National Heritage Centre - Newmarket Racecourse
THE NATIONAL HERITAGE CENTRE, NEWMARKET
Although many of KCCJ’s varied projects involve refurbishment of an existing site in some way or other we are also involved in the design and installation of kitchens where they are starting from scratch. This was the case at the National Heritage Centre at Newmarket racecourse where we were invited to tender for a project to provide a kitchen for ‘The Tack Room: Food by the Pantry’, a new restaurant that would occupy a space being specially created as part of the redevelopment of the site.
The main challenge for us at KCCJ was the very narrow window that the client gave us for completion of the project – just 6 weeks from start to finish! Indeed, time was so tight that we started work on-site the very same day that we were awarded the contract. Added to the constraints we were working in a Grade I listed building, this tested the skills of our design, M&E and installation teams to the maximum. For example, it became apparent very early on in the design process that the existing apertures in the walls of the building were not going to be sufficient for a traditional extraction system. The building’s listed status meant planning permission would need to be sought to increase the size of the apertures, but given the time schedule and the time it would take to get consent, this clearly wasn’t an option. The solution that we came up with was a Britannia Refresh system. This self-contained kitchen ventilation unit is made up of an extract and supply canopy with a dedicated services tower at one end.
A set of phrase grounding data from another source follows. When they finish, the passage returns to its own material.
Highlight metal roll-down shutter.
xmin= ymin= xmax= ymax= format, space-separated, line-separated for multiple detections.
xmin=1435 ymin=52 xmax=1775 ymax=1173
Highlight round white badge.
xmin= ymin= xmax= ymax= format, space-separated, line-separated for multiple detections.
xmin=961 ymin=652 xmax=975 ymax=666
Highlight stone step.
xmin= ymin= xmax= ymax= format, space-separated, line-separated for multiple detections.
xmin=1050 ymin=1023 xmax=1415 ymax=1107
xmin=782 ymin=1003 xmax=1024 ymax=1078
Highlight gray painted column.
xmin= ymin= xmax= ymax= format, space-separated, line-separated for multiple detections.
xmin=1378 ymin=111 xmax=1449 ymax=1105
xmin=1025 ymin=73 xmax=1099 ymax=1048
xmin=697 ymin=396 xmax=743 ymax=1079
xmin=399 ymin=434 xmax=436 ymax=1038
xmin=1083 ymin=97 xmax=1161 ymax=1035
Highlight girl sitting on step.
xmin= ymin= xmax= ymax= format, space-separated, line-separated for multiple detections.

The tower has an integral fan and additional stages of filtration which clean the air before re-introducing it to the kitchen and thereby doing away with the need for external extraction.
Situated just off the public atrium in a modern adaptation of the original building, ‘The Tack Room: Food by the Pantry’ is accessible to all members of the public, not just National Heritage Centre ticket holders. Seating accommodates up to 62 people inside, with an additional 22 on an umbrella-covered terrace. The restaurant serves traditional British food with a twist using the very best that East Anglia, and in particular Suffolk, has to offer. During the day it provides all-day-dining including breakfast, lunch and afternoon tea, in a relaxed and informal environment. By night it is transformed into an elegant restaurant, wine and cocktail bar, with an emphasis on fresh fish and seafood.
Despite the challenges and time pressures, the project - which was valued at more than £100,000 and included bespoke fabrication as well as equipment from leading suppliers such as Rational, Gram and Classeq - was successfully completed within the allotted time schedule.